Nel film recitano anche Catherine Zeta-Jones, Tim Robbins e un ottimo Jack Black, allora ancora poco noto. Cast di tutto rispetto per una storia di amori finiti, o forse no. Conto di scriverne con un po’ più di cognizione di causa dopo essermi documentato meglio. Comunque il film mi è molto piaciuto e soprattutto mi ha fatto pensare.
Lungo tutto l’arco del film il protagonista continua a stilare classifiche delle 5 cose più importanti o più belle che gli vengono in mente su un certo argomento: soprattutto si tratta di brani musicali (la colonna sonora è pazzesca), ma anche di ex donne della vita che, un po’ come in “Broken flowers”, il protagonista cerca di ricontattare nel pieno di una bella crisi esistenziale, solo per scoprire che non sono come se le ricordava e che in fondo è meglio rimettersi con l’ultima nel tempo, che “almeno” lo ama (e poi la ama anche lui, è solo che ci mette un po’ a capirlo), e mettere finalmente la testa a posto.
Un’altra delle cose che fa più volte nel corso del film è registrare delle compilation di brani musicali, da offrire alle compagne, attuali o potenziali, che attraversano la sua vita.

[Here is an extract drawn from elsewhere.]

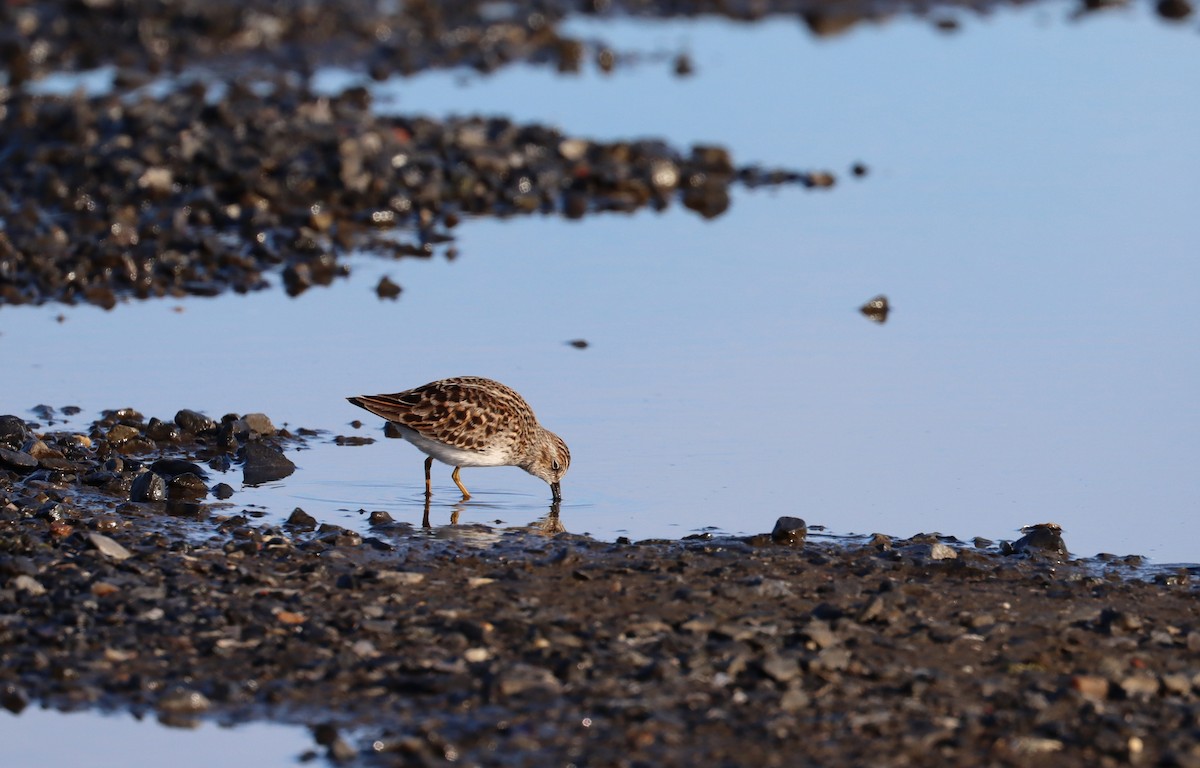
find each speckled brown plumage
[347,376,571,500]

I temi che mi hanno colpito e/o fatto pensare sono:
1. è possibile che esista una forma di comunicazione efficace tra un uomo e una donna? È possibile instaurare un rapporto equilibrato con la propria compagna/ il proprio compagno, che consenta di vivere insieme con un po’ di armonia?

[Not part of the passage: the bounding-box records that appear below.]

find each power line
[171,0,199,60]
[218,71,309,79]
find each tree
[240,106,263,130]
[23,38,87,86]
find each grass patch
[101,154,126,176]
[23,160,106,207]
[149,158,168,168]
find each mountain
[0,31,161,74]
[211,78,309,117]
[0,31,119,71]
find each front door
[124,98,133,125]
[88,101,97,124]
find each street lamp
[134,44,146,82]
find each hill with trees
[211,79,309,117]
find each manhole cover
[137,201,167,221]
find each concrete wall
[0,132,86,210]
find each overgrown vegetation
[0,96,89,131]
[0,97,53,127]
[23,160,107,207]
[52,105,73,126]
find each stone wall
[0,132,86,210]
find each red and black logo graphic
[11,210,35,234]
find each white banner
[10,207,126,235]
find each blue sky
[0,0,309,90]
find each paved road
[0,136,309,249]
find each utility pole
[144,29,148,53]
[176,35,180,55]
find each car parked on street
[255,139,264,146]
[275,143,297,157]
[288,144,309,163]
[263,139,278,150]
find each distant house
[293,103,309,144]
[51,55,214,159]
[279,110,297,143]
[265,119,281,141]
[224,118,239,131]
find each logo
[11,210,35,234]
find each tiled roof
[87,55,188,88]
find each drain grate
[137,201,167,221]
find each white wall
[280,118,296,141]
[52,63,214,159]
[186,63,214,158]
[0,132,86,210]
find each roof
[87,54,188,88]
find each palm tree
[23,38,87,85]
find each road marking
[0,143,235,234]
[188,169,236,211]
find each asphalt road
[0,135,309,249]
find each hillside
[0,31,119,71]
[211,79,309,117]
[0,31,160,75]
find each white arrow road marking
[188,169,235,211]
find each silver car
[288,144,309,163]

2. è possibile stilare una classifica delle 5 cose più importanti della vita? I cinque momenti, le cinque compagne, i cinque dischi, i cinque libri e così via?

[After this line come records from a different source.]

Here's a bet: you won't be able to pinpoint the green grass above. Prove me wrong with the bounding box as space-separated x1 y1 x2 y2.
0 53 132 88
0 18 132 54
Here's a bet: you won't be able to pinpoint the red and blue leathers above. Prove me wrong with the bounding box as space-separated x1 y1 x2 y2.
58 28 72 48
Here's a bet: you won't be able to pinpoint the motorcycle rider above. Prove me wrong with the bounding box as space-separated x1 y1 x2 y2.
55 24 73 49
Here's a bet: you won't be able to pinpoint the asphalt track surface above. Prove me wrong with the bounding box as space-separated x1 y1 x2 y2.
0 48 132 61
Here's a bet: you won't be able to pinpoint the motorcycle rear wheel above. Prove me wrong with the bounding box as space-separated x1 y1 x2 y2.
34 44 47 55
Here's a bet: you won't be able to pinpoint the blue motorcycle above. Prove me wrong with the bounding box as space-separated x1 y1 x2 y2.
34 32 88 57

Comincio dal secondo punto, sul quale peraltro si è espresso anche Woody Allen in “Manhattan” (per chi se lo ricorda, enumerava le cose per cui vale la pena di vivere, tra le quali alcuni brani musicali - sia di classica che jazz -, New York e lo sguardo della giovane fidanzata, perduta).
Le classifiche sono sempre ingiuste, secondo me lo sono per definizione, perché dipendono troppo dalle condizioni “storiche”, dal contesto nel quale vengono stilate. Però mi interessano, anche perché mi aiutano a capirmi e a comprendere come cambio e sono cambiato nel corso del tempo, insieme alle mie classifiche. Sul PC ne ho 3, di compilation.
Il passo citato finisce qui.